The AlertPublisherFactory is a factory that allows the user to select what alerting mechanism they want. A new JMX alerting mechanism will be added to the system. The JmxAlertPublisher class extends NotificationBroadcasterSupport and provides JMX notification capability. The JMX alerting capability is only available when running inside a container. A message type attribute will be added to the Alert class to provide the message filtering capability.

Any third party JMX console compatible with the Java EE container can be used to manage RIB components. RDMT uses the JMX command line interface provided by this design.


Note:

For more information, see the "Java Management Extensions (JMX)" section in the Oracle Retail Integration Bus Implementation Guide.

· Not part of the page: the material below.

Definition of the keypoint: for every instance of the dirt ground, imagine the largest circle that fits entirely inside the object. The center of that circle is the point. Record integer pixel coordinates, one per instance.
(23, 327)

Third Party JMX Client Example

This example is for the Sun JConsole tool.

See:
http://docs.oracle.com/javase/6/docs/technotes/guides/management/jconsole.html

Complete the following steps:

  1. Copy the following file to the host where the jconsole runs:

    wljmxclient.jar

  2. Create a startup file that sets the properties and classpath:

    jconsole
    -J
    -Djava.class.path=$JAVA_HOME/lib/jconsole.jar:$JAVA_HOME/lib/tools.jar:$WL_HOME/server/lib/wljmxclient.jar -J-Djmx.remote.protocol.provider.pkgs=weblogic.management.remote -debug
    
  3. Start the JConsole and log in to MBean server using a connect URL (for example, service:jmx:rmi:///jndi/iiop://localhost:18006/weblogic.management.mbeanservers.runtime).

    Surrounding text describes Chapter5-newconnection.png.
  4. Select and open any one of the MBean. It opens a window with four tabs: Attributes, Operations, Notifications, and Info.

    1. The Attributes tab provides information about the attributes of the MBean.

      Surrounding text describes Chapter5-attributes.png.
    2. The Operations tab includes the list of operations supported by that MBean.

      Surrounding text describes jconsole_operationstab.png.
    3. The Notifications tab includes the list of notifications captured on that MBean. (You must subscribe for capturing the notifications.) Subscribing, unsubscribing, and clearing notifications can be done from this tab.

      Surrounding text describes jconsole_notificationstab.png.
    4. The Info tab provides details about the MBean.

      Info tab
    5. When an MBean is subscribed for notifications, you can see the list of notifications that occurred for that MBean. The default is zero.

      Ntoifications tab
    6. When some operations of the subscribed MBean are executed/invoked, notifications are captured under the Notifications tab.